Ante la magnitud de las pérdidas, se ha dejado a las familias a su suerte. Cuando lo que debió, ante lo prolongado de la pandemia, diseñarse una estrategia emergente de atención a la salud mental, que sirviera de base para un nuevo paquete de servicios en la materia y permita hacer frente a las ingentes cantidades de personas que viven con ansiedad, miedo y en no pocas ocasiones, en escenarios profundos de depresión.

Las desapariciones forzadas continúan: de acuerdo con el reciente informe presentado ante Naciones Unidas, en el país permanecen más de 98 mil personas sin ser localizadas; y lo peor es que, de acuerdo con los datos del sistema judicial, de todos los archivos y procesos judiciales abiertos, del 2011 a la fecha sólo se tienen 35 sentencias firmes en contra de los perpetradores.

Así, nos hemos convertido en un país donde la muerte campea; pero lo hace porque la impunidad reina; porque la justicia está a disposición de quienes detentan los principales cargos de procuración e impartición; o bien para quienes tienen para pagar o comprar voluntades; pero solo de vez en cuando se tiene la noticia de alguna víctima que, luego de años de un auténtico viacrucis judicial, consigue una sentencia justa a su favor.

La muerte es inevitable; pero cuando nos llega de forma inesperada, en masa y de manera excesiva, como se entiende aquí, su significado rebasa los límites del entendimiento y nos obliga a pensarla como algo mucho más que la sola muerte.

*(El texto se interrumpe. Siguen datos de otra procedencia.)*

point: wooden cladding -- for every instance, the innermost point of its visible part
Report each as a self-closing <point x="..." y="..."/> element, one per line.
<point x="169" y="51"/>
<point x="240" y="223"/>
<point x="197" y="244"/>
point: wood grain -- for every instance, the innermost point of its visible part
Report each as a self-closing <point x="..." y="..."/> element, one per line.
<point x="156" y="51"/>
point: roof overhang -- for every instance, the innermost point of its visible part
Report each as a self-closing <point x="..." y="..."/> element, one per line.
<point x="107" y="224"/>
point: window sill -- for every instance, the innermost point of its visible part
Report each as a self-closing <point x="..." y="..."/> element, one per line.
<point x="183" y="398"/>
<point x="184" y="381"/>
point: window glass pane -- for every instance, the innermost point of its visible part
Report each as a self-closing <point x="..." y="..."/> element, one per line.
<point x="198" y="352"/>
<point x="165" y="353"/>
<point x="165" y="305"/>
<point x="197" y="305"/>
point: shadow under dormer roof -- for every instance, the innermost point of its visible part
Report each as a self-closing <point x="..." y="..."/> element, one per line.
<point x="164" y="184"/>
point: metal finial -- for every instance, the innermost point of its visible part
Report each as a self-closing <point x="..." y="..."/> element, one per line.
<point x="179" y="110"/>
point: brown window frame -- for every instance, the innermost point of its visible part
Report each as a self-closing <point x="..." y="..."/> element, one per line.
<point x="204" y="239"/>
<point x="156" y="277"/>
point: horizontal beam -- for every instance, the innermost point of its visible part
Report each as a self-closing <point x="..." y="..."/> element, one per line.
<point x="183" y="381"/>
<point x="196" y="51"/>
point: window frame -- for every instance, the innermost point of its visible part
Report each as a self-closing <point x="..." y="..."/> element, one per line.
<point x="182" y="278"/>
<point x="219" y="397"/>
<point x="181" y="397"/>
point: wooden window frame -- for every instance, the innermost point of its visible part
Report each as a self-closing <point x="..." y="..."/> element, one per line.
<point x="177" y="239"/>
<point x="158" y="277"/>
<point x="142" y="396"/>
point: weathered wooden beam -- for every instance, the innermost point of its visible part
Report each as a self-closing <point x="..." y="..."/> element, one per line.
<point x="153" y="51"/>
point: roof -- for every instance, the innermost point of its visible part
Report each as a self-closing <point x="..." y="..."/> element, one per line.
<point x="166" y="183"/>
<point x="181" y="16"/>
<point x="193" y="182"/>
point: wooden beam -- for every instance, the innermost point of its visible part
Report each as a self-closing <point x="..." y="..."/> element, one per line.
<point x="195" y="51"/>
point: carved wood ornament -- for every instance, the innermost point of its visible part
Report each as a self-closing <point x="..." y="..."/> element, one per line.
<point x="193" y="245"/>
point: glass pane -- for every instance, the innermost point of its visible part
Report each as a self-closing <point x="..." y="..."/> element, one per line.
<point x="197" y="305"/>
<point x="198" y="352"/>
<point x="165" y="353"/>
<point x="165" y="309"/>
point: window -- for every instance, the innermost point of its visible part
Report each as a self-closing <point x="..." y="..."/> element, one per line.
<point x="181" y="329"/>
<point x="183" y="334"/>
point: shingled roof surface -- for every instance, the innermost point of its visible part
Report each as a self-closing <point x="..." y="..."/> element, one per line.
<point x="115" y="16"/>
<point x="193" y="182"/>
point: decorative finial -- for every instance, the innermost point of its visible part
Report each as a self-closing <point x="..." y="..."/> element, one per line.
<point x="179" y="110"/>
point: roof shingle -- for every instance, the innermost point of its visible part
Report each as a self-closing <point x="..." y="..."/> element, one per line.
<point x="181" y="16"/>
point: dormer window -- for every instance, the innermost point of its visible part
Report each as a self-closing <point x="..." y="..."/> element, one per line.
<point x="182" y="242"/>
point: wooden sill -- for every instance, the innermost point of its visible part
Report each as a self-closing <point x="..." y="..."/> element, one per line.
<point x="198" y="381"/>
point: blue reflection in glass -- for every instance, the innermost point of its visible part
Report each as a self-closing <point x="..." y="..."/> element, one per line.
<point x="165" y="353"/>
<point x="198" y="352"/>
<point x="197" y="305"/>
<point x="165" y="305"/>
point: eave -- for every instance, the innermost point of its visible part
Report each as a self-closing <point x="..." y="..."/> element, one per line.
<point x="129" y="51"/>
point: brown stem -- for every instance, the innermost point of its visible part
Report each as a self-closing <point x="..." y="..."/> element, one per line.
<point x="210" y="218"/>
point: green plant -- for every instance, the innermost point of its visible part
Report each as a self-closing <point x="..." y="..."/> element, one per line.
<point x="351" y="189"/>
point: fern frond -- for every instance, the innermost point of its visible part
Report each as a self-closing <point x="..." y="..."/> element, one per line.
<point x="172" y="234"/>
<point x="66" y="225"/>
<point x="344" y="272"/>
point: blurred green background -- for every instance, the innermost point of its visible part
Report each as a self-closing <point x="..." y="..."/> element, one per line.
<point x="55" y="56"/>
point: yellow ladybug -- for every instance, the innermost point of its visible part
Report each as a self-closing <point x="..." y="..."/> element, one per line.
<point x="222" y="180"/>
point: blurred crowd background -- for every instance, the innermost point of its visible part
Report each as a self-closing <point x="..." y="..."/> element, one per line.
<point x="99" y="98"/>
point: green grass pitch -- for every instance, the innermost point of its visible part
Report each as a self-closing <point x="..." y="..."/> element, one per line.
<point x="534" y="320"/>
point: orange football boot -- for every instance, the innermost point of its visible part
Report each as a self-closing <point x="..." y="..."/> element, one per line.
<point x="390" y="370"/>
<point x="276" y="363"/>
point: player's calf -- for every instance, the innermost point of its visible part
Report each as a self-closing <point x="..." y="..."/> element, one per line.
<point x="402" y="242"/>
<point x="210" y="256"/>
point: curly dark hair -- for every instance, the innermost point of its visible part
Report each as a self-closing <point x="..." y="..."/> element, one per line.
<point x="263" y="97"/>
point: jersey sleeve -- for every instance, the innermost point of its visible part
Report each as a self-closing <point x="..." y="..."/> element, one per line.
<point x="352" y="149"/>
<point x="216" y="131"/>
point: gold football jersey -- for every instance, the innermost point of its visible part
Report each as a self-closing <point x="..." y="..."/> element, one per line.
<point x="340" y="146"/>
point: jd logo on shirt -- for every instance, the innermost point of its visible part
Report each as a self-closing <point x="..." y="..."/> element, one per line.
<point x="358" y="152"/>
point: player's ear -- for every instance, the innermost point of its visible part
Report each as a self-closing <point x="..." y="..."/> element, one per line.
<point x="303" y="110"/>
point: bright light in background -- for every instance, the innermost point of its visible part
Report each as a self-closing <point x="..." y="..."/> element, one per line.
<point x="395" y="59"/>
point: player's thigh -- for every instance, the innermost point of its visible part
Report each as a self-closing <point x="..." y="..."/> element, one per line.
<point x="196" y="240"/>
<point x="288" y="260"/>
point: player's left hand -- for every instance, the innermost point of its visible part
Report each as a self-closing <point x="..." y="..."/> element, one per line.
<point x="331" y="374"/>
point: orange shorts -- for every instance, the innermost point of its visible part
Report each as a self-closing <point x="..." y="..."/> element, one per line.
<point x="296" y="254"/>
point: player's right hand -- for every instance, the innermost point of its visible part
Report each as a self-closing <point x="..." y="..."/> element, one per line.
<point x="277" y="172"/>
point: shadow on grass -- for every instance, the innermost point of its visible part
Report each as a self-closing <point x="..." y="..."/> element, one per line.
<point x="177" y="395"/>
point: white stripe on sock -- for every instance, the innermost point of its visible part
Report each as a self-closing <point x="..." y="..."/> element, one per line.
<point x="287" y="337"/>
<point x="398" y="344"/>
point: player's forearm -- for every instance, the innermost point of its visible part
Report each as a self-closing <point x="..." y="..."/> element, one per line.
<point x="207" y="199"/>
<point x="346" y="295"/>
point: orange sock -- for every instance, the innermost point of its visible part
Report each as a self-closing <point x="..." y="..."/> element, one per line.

Porque lo que nos habita es el espanto; el porque nos amenaza el odio; porque nos desborda la herencia maldita que se siembra en los fértiles surcos de la violencia que a todos nos hiere y a todos nos confronta.

Esta realidad debe parar ya; la indolencia del discurso frívolo de cada mañana impide pensar colectivamente con serenidad; con prudencia; con la sabiduría que se requiere para construir la paz y salir del oscuro pozo de maldades que se han instalado ante nosotros y cuya permanencia impide la cimentación de un nuevo país de bienestar y vida digna para todas y todos.

Todo lo anterior porque, volviendo a la poesía, cabe decir que han instalado entre nosotros, pensando en el gran César Vallejo, los terribles heraldos negros:

“Hay golpes en la vida, tan fuertes… ¡Yo no sé!
Golpes como del odio de Dios; como si ante ellos,
la resaca de todo lo sufrido
se empozara en el alma… ¡Yo no sé!

Son pocos; pero son… Abren zanjas oscuras
en el rostro más fiero y en el lomo más fuerte.